The intervention of the director general of the Bank of Italy, Salvatore Rossi, during the Lectio Magistralis held at the economic campus of the Ca' Foscari University in Venice, starts from these premises. The theme is very topical because the need to divulge serious and reliable information increasingly clashes with the ease of divulging, often on social networks, "hoaxes" or news that is not entirely false but only partially true. Thus generating disinformation, confusion and easy illusions. Especially if the bad information is used for political ends. But the dangers of the past have even worsened today. “When ideologies have faded away until it almost disappeared and the electorate was transformed into the audience of a continuous and endless show, iPolitical marketing has become the only language spoken by politicians in democratic regimes to the masses and understood by them".

“Today the discourse between voters and those elected must be continuous, uninterrupted – said Rossi – and take place through all types of means of communication, especially those, such as social media, for instant consumption. It should be noted that all this does not apply only to economic facts in the strict sense, but also to other fields of administrative and political action, such as foreign policy for example”. If “in order to tell the state of national interests and international relations, narratives based on story telling techniques – to be clear, those at the basis of television dramas – spread in order to tickle the moods of the public; if the success of ratings in the short term counts, regardless of the effective reality of national interests in the medium to long term; then the diplomatic apparatus of a democratic country finds it increasingly difficult to direct the action of rulers interested only in minute-by-minute advertising of one's political party to current and potential voters".

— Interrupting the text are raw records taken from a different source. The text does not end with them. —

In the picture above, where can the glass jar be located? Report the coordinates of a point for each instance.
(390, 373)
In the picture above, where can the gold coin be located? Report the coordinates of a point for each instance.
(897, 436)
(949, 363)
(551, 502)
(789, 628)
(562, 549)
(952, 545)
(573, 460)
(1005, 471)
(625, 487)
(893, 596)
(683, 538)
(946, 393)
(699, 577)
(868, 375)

It is necessary to reflect, concluded Rossi, on the fact that "science (including economics) is indeed "democratic, but only within it". "All those who are outside of it - he underlined - that is the community of citizens, must trust the fact that the scientific community has strict rules, designed to ensure that it works in the best interest of all humanity". Rossi concluded his lectio with a peremptory invitation to economists to make their voices heard. “What in past times was only recommendable – that is, that economists make more and better dissemination of good, validated economic theories and data – becomes imperative and urgent in times, such as the present ones, of ubiquitous bad or imprecise economic information, used political ends. It affects not only the good name of the economic profession, but the correct functioning of our democratic societies".

The examples with which Rossi motivated his analysis are countless. Here's one. Italy is growing little and less than it could.” The cliché states that the Italian economy could be prosperous and happy if only Europe, out of Teutonic stupidity, and the markets, out of occasional political antipathies, didn't impose a shirt of financial strength". But that's not the case: "The main issue of the Italian economy is that, when something is produced (an industrial machinery, a legal opinion, a history lesson), it is not done efficiently enough". And so "the Italian economy suffers from a competitive disadvantage and a lack of growth compared to others". Conclusion: “The causes of this situation are many and we are not discussing them here. One thing is certain: the problem cannot be solved by inducing the State to go into debt”.

In his Lectio Rossi addresses the media and researchers but not only. The ability to disseminate – understood as the ability to translate but also to prune and go to the essentials – “has become essential to curb the drift towards superficiality, approximation, falsehood, manipulation that threatens to overwhelm us. Anyone who is in the trenches and laboriously pushes forward the frontier of knowledge in his small field can no longer turn his head and say: it's none of my business, it can't be my business to make my neighbor understand that he's a lawyer or a plumber. So you become accomplices of those who make superficiality or manipulation their creed. Of those who transform economic or foreign policy into instantaneous political marketing”.